Souterrain, Carrigcleena More, Co. Cork
Co. Cork |
Settlement Sites
Beneath the interior of a ringfort at Carrigcleena More in north County Cork, a stone slab roughly a metre long sits eight metres in from the bank on the west-south-west side of the enclosure.
It looks, at first glance, like little more than a flat rock lying on the ground, but the opening it covers hints at something older and more deliberate underneath: a souterrain, the term for an artificial underground passage or chamber, typically constructed during the early medieval period in Ireland, probably as a place of refuge, storage, or concealment.
The slab, measuring approximately one metre by half a metre, may function as a lintel, the topmost stone spanning the entrance to a subterranean passage below.
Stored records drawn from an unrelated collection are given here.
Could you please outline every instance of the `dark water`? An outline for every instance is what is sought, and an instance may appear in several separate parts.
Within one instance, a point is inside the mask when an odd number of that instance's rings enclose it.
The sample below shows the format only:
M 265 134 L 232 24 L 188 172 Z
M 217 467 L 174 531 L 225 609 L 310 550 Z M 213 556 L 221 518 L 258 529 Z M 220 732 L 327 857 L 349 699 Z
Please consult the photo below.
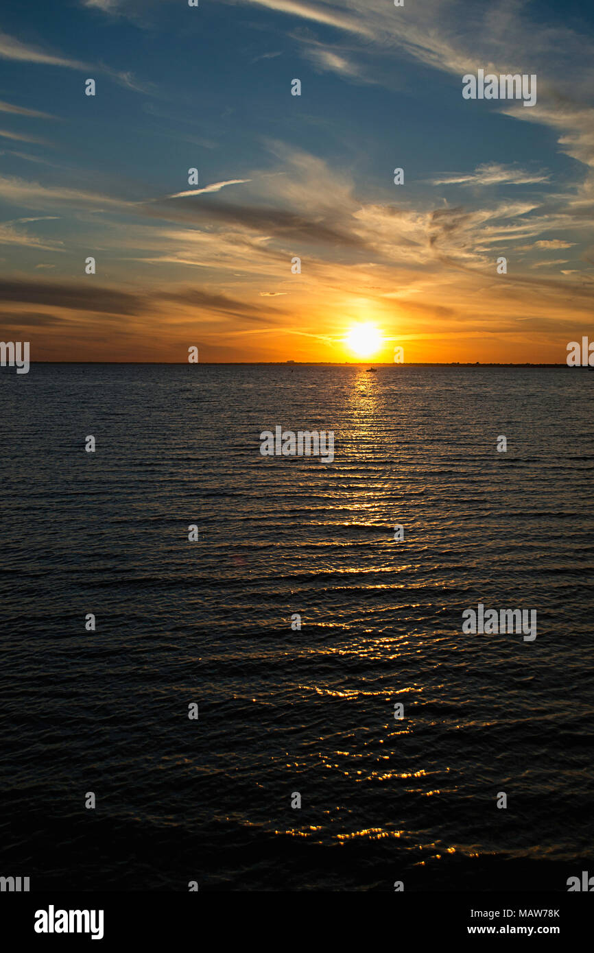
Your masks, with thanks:
M 594 872 L 593 410 L 564 368 L 3 369 L 0 873 Z M 335 462 L 261 456 L 277 424 L 334 431 Z M 536 640 L 462 635 L 479 601 L 536 609 Z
Its position within the ringfort places it in a context that would have been entirely familiar to early medieval communities across Ireland. Ringforts, which are enclosed farmsteads usually defined by one or more earthen banks and ditches, were commonly occupied between roughly the fifth and twelfth centuries, and souterrains are frequently found within them. Also recorded in the western half of the interior are three small circular depressions, each between twenty and thirty centimetres in diameter, whose relationship to the souterrain or to the broader site is not fully established. They may represent post-holes, erosion, or some other feature of the original occupation.